I've left out two sets of arrows. Each state (except NoTouches) should have, in addition to the arrows in the diagram,

  1. a transition arrow pointing to itself if exactly the same fingers that started the gesture are in the new set of touches ('continue this gesture, move a bit')

    • Exception: TouchEndTool, TouchEndObj, and PencilEnd will only transition back into themselves if the finger's movement is less than 5 pixels (natural jitter). If the finger's moved further, we can safely figure out whether the user is moving their finger perpendicular or parallel and transition appropriately.
  2. a transition arrow pointing to NoTouches if the fingers have changed at all (finger's offscreen, new finger is touching the screen). This is how gestures end.

Gesture actions

That's a description of the gesture states and transition rules between gestures, but how about the effects of the gestures on the world itself?

Look at DrawState.touchesUpdate for those rules. It runs Gesture.gesture and finds the new gesture state, then dispatches on that new gesture state to update the ruler, or the problem objects, or the drawing, depending on the mode and gesture.

Potential tasks

Maintenance and refactoring

These are some things which would be nice to have but aren't strictly necessary.

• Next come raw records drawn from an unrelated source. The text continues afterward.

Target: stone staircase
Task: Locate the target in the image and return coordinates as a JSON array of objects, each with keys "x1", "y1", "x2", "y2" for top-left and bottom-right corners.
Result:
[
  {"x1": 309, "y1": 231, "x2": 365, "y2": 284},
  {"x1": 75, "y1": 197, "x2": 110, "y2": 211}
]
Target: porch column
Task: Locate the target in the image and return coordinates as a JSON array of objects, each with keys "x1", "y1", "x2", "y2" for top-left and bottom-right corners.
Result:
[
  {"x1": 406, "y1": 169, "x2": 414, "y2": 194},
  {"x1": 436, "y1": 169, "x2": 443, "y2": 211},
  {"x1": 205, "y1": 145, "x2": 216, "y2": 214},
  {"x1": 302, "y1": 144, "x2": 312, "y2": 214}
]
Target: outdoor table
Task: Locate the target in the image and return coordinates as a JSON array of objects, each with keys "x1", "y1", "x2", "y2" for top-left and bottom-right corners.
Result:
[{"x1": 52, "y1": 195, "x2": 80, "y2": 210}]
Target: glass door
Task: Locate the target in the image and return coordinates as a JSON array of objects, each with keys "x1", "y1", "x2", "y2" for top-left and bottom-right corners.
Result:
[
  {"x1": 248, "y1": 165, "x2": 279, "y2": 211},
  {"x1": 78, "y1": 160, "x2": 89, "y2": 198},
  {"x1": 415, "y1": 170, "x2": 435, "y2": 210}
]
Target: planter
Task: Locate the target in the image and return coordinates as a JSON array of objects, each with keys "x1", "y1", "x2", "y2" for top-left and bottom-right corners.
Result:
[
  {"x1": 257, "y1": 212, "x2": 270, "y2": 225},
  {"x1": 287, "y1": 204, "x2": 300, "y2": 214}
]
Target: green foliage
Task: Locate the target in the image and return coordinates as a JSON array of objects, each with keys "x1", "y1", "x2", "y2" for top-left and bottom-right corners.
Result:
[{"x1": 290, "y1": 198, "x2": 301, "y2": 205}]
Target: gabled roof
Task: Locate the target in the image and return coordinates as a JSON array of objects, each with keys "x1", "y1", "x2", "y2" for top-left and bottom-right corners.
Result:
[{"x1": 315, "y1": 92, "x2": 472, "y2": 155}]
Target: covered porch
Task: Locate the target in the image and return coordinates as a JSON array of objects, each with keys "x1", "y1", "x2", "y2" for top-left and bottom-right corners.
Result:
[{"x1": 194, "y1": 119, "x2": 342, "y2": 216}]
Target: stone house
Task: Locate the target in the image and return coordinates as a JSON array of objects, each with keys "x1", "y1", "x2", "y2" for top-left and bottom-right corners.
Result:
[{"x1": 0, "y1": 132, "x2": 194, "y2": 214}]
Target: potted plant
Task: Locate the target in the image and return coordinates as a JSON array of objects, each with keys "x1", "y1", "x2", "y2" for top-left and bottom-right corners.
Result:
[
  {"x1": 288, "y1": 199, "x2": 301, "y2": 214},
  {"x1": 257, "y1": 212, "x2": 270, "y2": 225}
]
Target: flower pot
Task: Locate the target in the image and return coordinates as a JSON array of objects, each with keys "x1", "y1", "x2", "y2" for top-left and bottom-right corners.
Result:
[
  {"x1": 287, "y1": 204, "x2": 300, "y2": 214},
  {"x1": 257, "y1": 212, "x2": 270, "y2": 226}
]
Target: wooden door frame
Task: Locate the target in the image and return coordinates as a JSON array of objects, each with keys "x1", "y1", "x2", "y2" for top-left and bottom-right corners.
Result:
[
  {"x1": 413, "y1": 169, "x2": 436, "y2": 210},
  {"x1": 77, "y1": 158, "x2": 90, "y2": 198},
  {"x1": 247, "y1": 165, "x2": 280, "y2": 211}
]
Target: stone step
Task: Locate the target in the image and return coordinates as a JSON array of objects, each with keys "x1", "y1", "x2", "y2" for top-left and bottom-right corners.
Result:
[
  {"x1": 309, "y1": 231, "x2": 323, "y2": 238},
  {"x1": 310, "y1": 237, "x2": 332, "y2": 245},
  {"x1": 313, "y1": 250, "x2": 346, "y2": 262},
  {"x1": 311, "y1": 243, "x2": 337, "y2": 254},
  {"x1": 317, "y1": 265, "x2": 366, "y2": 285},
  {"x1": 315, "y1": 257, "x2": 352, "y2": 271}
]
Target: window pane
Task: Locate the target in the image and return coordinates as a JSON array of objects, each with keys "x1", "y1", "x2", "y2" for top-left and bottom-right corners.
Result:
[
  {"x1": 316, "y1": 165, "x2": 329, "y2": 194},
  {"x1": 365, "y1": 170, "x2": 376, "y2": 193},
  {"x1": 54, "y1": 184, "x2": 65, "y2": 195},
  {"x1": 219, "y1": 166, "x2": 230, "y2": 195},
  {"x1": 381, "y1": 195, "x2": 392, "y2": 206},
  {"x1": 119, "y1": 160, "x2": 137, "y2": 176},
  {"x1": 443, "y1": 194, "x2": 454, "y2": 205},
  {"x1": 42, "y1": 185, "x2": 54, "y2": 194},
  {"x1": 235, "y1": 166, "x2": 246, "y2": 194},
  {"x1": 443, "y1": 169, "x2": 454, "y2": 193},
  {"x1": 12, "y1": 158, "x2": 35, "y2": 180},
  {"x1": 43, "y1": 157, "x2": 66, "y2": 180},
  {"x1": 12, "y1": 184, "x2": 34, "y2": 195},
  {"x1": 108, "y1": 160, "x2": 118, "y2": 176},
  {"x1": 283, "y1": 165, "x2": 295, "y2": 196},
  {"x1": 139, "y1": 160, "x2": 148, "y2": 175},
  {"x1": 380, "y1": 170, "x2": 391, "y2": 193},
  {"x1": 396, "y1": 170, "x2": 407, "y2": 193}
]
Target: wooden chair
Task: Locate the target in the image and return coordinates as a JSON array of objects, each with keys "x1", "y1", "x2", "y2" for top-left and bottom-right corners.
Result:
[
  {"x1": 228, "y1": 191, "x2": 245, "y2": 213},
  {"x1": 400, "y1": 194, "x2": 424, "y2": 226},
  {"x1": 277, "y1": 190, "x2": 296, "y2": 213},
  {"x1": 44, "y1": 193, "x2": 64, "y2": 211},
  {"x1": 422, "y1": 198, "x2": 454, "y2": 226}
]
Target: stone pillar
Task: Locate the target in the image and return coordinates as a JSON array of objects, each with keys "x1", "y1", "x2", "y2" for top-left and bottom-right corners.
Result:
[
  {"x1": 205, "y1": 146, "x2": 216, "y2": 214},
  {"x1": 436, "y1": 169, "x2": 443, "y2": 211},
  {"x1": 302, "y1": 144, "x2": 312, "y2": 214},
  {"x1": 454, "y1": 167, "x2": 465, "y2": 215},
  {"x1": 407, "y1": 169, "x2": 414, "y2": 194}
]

  • Upgrade the code (import syntax, operators) to work in Elm 0.13
  • Consider WebGL or elm-html for rendering instead of Graphics.Collage and Elements; this could greatly speed up performance, especially on mobile devices
  • General profiling and optimization
  • Right now, we have (in DrawState.touchesUpdate and Gesture.gesture) giant case expressions for gestures. It's manageable, but the gesture logic for the three primary modes (Object, Ruler, Draw) is almost exactly the same; 3x code duplication. We should abstract out the common logic and make a Mode record type that's like an interface, which each mode fills with any specific behavior and transition logic for the gestures.
  • We have similar logic for manipulating Ruler/Tool and for manipulating problem Objects (both have spines and green/red points), and in fact both are wrapped in Context to store their positions and rotations. We should see if there's a way to unify those two things even further to avoid that code duplication.

Further directions

  • Instrument the app so a software agent can perform the same actions as a human. You can probably use Elm's WebSockets for this. I'm not sure what level of abstraction the agent will be working at (for both input and output), or how real-time the actions will need to be.
  • Add support for 'patty paper' to draw on
  • Add a protractor / angle measurement tools
  • Correctness checking for problems
  • Point labeling and text support for problems (right now you can only provide shapes)
  • Move the problem hosting to a dedicated Stanford server with our own server software (we're using Parse to host problems currently)
  • Drawing rays
  • Undo the last action


Henderson, D. W., & Taimiņa, D. (2005). Experiencing geometry: Euclidean and non-Euclidean with history. Prentice Hall.

Mnih, V., Kavukcuoglu, K., Silver, D., Graves, A., Antonoglou, I., Wierstra, D., & Riedmiller, M. (2013). Playing Atari with deep reinforcement learning. arXiv preprint arXiv:1312.5602.